Astroglial regulation of apolipoprotein E expression in neuronal cells. Implications for Alzheimer's disease

Although apolipoprotein (apo) E is synthesized in the brain primarily by astrocytes, neurons in the central nervous system express apoE, albeit at lower levels than astrocytes, in response to various physiological and pathological conditions, including excitotoxic stress. To investigate how apoE expression is regulated in neurons, we transfected Neuro-2a cells with a 17-kilobase human apoE genomic DNA construct encoding apoE3 or apoE4 along with upstream and downstream regulatory elements. The baseline expression of apoE was low. However, conditioned medium from an astrocytic cell line (C6) or from apoE-null mouse primary astrocytes increased the expression of both isoforms by 3-4-fold at the mRNA level and by 4-10-fold at the protein level. These findings suggest that astrocytes secrete a factor or factors that regulate apoE expression in neuronal cells. The increased expression of apoE was almost completely abolished by incubating neurons with U0126, an inhibitor of extracellular signal-regulated kinase (Erk), suggesting that the Erk pathway controls astroglial regulation of apoE expression in neuronal cells. Human neuronal precursor NT2/D1 cells expressed apoE constitutively; however, after treatment of these cells with retinoic acid to induce differentiation, apoE expression diminished. Cultured mouse primary cortical and hippocampal neurons also expressed low levels of apoE. Astrocyte-conditioned medium rapidly up-regulated apoE expression in fully differentiated NT2 neurons and in cultured mouse primary cortical and hippocampal neurons. Thus, neuronal expression of apoE is regulated by a diffusible factor or factors released from astrocytes, and this regulation depends on the activity of the Erk kinase pathway in neurons.     

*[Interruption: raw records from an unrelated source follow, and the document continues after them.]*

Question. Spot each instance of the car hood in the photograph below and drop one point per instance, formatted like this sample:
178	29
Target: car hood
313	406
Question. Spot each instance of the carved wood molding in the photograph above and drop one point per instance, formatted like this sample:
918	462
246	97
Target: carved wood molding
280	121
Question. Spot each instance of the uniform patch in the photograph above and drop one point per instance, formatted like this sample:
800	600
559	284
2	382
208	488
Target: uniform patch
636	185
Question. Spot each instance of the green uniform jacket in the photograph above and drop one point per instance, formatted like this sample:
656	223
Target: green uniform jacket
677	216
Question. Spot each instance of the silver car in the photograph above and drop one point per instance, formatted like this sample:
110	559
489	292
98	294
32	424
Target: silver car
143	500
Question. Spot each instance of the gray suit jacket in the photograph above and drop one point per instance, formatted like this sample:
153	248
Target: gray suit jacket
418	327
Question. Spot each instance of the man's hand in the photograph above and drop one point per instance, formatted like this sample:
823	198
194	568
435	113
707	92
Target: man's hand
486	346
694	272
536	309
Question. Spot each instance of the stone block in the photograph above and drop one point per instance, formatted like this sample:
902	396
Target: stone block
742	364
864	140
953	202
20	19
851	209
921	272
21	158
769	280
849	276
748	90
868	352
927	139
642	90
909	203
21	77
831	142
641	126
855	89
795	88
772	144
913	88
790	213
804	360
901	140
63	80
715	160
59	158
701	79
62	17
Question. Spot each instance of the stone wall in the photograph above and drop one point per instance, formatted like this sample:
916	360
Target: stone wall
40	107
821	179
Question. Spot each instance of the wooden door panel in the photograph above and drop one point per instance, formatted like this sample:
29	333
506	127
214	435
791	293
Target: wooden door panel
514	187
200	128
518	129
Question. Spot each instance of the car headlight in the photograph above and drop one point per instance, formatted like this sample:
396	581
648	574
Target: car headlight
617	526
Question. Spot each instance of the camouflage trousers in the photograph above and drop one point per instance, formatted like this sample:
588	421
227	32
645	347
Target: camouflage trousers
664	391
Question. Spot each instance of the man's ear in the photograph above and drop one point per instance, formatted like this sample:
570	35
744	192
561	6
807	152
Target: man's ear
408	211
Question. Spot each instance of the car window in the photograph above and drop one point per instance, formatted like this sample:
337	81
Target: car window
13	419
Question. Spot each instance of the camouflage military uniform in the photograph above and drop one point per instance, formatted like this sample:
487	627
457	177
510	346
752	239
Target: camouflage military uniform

Effects of human apolipoprotein E isoforms on the amyloid beta-protein concentration and lipid composition in brain low-density membrane domains

Apolipoprotein E4 (apoE4) encoded by epsilon 4 allele is a strong genetic risk factor for Alzheimer's disease (AD). ApoE4 carriers have accelerated amyloid beta-protein (A beta) deposition in their brains, which may account for their unusual susceptibility to AD. We hypothesized that the accelerated A beta deposition in the brain of apoE4 carriers is mediated through cholesterol-enriched low-density membrane (LDM) domains. Thus, the concentrations of A beta and various lipids in LDM domains were quantified in the brains of homozygous apoE3 and apoE4 knock-in (KI) mice, and in the brains of those mice bred with beta-amyloid precursor protein (APP) transgenic mice (Tg2576). The A beta 40 and A beta 42 concentrations and the A beta 42 proportions in LDM domains did not differ between apoE3 and apoE4 KI mice up to 18 months of age. The A beta 40 concentration in the LDM domains was slightly, but significantly higher in apoE3/APP mice than in apoE4/APP mice. The lipid composition of LDM domains was modulated in an apoE isoform-specific manner, but its significance for A beta deposition remains unknown. These data show that the apoE isoform-specific effects on the A beta concentration in LDM domains do not occur in KI mouse models.